F _ST ＝ConvLSTM(F,H _t-1 ) (4),

in equation (4), convLSTM (. Cndot.) is a ConvLSTM operation, H _t-1 Is the state of the ConvLSTM cell at the previous time;

then the obtained space-time characteristic diagram F _ST Then feeding the obtained mixture into a layer of convolution with convolution kernel size of 1X 1 to obtain a coarse productSlight space-time saliency map Y _ST The formula is as follows:

Y _ST ＝Conv(F _ST ) (5),

in equation (5), conv (·) is a convolution operation;

H _t ＝ConvLSTM(X _t ,H _t-1 ) (6),

in the formula (6) and the formula (7),

for the 3D tensor hidden state, M is the number of channels, E _t ' is an unweighted edge profile, H _t Is the current state of the ConvLSTM cell, H _t-1 Is the state of the ConvLSTM cell at the previous time, X ₁ Is a video frame that is the first frame,

embedding ConvLSTM in ConvLSTM to obtain edge profile E _t The key component of (A) is the edge detection netCollateral channel

As shown in the following formula (8),

then using the edge detection network

in the formula (9), the first and second groups,

is a 1 x 1 convolution kernel used to map the edge detection network->

Sixthly, obtaining a final significance prediction result graph Y _final ：

in the formula (10), the first and second groups,

seventh step, calculating the loss for input video frame I:

As shown in the following formula (11),

in the formula (11), G (i, j) is the true value of the pixel (i, j), M (i, j) is the predicted value of the pixel (i, j), N =473 is selected,

by continuous reduction of

And completing the video significance detection based on the deep network.

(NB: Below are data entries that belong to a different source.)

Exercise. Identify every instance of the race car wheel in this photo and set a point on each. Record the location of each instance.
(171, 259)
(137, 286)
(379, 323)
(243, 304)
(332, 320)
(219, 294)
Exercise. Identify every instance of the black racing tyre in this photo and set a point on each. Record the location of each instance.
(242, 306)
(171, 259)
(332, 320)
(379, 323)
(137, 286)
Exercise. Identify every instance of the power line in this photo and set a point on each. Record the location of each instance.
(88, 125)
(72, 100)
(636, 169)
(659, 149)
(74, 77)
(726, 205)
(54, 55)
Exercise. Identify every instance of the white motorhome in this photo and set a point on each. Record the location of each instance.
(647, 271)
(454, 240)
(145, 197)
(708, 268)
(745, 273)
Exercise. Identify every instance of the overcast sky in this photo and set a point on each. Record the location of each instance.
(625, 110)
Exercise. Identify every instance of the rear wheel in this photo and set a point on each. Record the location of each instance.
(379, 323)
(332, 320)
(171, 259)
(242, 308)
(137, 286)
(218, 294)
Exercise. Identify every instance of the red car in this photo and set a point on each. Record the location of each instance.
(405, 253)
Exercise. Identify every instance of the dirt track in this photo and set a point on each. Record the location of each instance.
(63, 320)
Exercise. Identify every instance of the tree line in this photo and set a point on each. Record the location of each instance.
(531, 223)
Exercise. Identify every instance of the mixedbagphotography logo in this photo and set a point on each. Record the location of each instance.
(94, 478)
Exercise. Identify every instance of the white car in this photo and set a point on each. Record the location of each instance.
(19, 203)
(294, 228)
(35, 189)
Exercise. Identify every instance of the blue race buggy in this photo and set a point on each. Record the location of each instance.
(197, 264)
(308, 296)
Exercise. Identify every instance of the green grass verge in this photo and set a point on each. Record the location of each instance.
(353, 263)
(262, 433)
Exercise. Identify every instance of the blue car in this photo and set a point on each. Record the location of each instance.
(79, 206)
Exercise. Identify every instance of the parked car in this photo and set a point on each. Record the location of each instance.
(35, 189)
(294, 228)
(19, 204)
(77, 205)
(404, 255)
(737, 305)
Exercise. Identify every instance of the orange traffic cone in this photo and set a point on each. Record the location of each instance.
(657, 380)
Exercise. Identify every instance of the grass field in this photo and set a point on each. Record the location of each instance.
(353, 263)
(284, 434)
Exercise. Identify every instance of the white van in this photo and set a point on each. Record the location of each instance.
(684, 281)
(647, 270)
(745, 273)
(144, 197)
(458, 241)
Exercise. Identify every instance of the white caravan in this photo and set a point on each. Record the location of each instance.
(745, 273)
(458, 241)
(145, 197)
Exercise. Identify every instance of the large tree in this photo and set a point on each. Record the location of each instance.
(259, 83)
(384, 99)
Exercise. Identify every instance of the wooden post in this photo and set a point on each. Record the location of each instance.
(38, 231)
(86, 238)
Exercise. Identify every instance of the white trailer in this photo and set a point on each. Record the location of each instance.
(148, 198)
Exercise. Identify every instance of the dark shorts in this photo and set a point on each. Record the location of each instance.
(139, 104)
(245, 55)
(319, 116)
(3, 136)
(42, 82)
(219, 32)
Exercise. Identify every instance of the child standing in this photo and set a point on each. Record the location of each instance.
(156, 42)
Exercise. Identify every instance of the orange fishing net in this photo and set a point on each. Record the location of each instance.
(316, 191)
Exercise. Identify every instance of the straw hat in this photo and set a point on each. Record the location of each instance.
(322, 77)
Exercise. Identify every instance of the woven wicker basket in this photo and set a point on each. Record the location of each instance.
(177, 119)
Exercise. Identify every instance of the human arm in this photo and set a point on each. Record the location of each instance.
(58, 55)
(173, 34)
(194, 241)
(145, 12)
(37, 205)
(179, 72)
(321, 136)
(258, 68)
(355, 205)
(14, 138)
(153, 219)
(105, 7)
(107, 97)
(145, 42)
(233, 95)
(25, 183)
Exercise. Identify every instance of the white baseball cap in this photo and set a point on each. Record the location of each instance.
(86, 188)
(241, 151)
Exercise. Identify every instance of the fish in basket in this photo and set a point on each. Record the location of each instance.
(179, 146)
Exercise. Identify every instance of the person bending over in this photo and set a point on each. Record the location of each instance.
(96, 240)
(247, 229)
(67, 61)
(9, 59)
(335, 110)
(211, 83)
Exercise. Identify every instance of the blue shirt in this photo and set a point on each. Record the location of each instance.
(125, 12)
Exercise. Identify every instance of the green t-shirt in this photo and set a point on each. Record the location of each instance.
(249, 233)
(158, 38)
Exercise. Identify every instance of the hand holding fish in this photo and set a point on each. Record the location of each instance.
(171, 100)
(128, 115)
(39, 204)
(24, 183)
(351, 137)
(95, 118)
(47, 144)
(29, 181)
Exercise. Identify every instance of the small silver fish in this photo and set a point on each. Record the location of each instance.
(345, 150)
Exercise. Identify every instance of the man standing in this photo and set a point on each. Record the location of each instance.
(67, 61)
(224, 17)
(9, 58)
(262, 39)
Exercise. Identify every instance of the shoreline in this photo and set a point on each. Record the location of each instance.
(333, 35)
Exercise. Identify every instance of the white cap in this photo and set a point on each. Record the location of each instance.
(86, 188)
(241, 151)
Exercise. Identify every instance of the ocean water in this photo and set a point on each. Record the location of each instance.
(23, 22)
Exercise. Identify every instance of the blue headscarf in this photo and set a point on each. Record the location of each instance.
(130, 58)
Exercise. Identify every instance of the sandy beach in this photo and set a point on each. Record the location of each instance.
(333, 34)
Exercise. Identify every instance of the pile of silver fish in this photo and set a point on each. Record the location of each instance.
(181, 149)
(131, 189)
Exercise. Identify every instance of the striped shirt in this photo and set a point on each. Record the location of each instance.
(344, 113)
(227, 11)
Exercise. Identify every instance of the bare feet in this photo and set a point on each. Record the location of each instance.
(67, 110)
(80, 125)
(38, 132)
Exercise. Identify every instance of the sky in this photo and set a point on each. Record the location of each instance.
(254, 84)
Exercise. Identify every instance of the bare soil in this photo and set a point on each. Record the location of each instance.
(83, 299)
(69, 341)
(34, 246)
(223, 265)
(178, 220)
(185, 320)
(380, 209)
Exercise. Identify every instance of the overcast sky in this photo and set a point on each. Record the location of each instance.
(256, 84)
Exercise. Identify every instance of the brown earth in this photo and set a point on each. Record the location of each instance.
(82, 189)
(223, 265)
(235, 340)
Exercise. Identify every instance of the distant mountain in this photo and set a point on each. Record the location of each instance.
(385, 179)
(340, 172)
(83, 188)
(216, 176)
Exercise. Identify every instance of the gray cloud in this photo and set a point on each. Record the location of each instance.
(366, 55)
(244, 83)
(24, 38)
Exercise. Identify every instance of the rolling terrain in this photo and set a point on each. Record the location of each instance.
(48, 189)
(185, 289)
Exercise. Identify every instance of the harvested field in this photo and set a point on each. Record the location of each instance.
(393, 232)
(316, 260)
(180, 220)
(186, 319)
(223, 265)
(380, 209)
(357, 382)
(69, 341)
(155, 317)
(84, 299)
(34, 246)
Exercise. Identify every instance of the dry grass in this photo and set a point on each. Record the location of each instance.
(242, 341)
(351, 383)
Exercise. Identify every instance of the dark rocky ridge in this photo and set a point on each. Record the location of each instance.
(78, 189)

2. The method for detecting video saliency based on deep network as claimed in claim 1, wherein: said obtaining being of five scalesSpatial feature map S _final The specific operation is as follows:

the dilated convolution kernel in the ResNet50 deep network is represented as

for the parameters of the dilation convolution, whose step size is set to 1, four output characteristic maps +are derived on the basis of these parameters>

for the dilation convolution operation, S is the initial spatial feature map,

the shape of the initial space characteristic diagram S obtained after the ResNet50 deep network is 60 multiplied by 2048, the value range of 4 k is 1,2,3,4]Expansion ratio r _k Has four values of r _k = {2,4,8,16}, and it expands the convolution kernel C _k All have a shape of 3 × 3 × 512, thereby finally obtaining feature maps with four different scales

S _final ＝[S,T ₁ ，T ₂ ,…,T _K ] (13),

in the formula (13), S _final For the final multi-scale space feature map, S is the initial space feature map S, T extracted by ResNet50 deep network _K In order to obtain a feature map, a five-scale spatial feature map S, after an expansion convolution _final The shape of (2) is 60X 4096.